Resident Will Richan asked about ash created by the incinerator that ends up in landfills and whether it leaches contaminants into the groundwater.
“On the ash, you refer to it as toxic ash. Ash is not toxic. It’s not hazardous,” Cammarata said. If it were, the company would not be able to send it to a general landfill, he said.
Zulene Mayfield, chair of Chester Residents Concerned for Quality Living, claimed the 18 percent reduction in the NOx emission is a “paltry thing.” She said her group has asked Covanta to lower its emissions for years. She also dismissed the scholarships and other community programs that Covanta provides.
“The whole thing is, we do not want you in our community,” said Mayfield.
Some residents complained about the Zoom format, saying many in Chester lack computers and older people were left out. They called for an in-person meeting.
Leah Kelly, a lawyer with the Environmental Integrity Project in Washington, D.C., said it was wrong to imply that installing the new pollution controls is a “voluntary act.”
Instead, she argued, the EPA has tightened the rules. Nitrogen oxides are a “primary contributor to ozone,” she said. Also, she said the federal EPA standards that Covanta officials say their plant exceeds are outdated.

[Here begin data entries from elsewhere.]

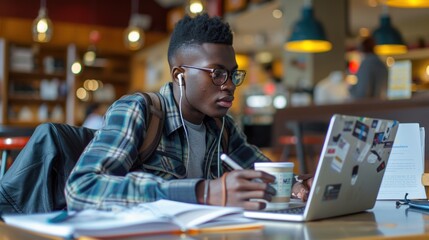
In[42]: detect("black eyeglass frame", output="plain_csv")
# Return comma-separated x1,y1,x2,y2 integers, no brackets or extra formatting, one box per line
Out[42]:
180,65,246,86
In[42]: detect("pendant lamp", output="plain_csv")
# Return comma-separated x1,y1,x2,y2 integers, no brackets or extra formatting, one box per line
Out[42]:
284,1,332,53
124,0,150,50
32,0,53,42
386,0,429,8
186,0,204,16
373,6,407,55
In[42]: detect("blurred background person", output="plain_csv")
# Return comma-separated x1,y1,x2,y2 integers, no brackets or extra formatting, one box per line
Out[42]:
350,37,388,100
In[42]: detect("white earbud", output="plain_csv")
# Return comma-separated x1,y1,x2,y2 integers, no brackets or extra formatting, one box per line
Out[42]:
177,73,183,86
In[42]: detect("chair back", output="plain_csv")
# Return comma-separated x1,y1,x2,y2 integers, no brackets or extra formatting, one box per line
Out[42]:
0,126,34,179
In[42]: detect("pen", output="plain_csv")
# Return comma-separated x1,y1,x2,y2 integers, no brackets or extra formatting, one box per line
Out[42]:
48,210,77,223
220,153,243,170
220,153,262,182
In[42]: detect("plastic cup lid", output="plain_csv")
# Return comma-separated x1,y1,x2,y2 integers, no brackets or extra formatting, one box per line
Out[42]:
255,162,295,168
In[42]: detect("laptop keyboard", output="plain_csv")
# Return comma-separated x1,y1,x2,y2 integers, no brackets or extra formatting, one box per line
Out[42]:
267,206,305,214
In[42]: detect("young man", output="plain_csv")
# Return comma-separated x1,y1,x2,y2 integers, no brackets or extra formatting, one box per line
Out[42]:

Eileen Flanagan, with Earth Quaker Action Team, asked the Covanta employees if they would like to live near an incinerator. Cammarata said the plant has about 100 employees. Of those, 20 percent live within five miles of Covanta.
Skip Jones asked if there are differences between emission levels for plants in EPA-designated environmental justice areas and other areas. The Covanta employees could not answer that question but promised to investigate it.
Michael Van Brunt, vice president of environmental permitting and sustainability, said he’d had asthma since childhood. He said research shows NOx could trigger asthma. Other sources of pollution trigger it as well.
The Chester plant serves area municipalities and businesses to provide “landfill-free disposal.” It processes 1.3 million tons of waste yearly, recycles 55 tons of metal, and generates enough electricity to power 48,000 homes.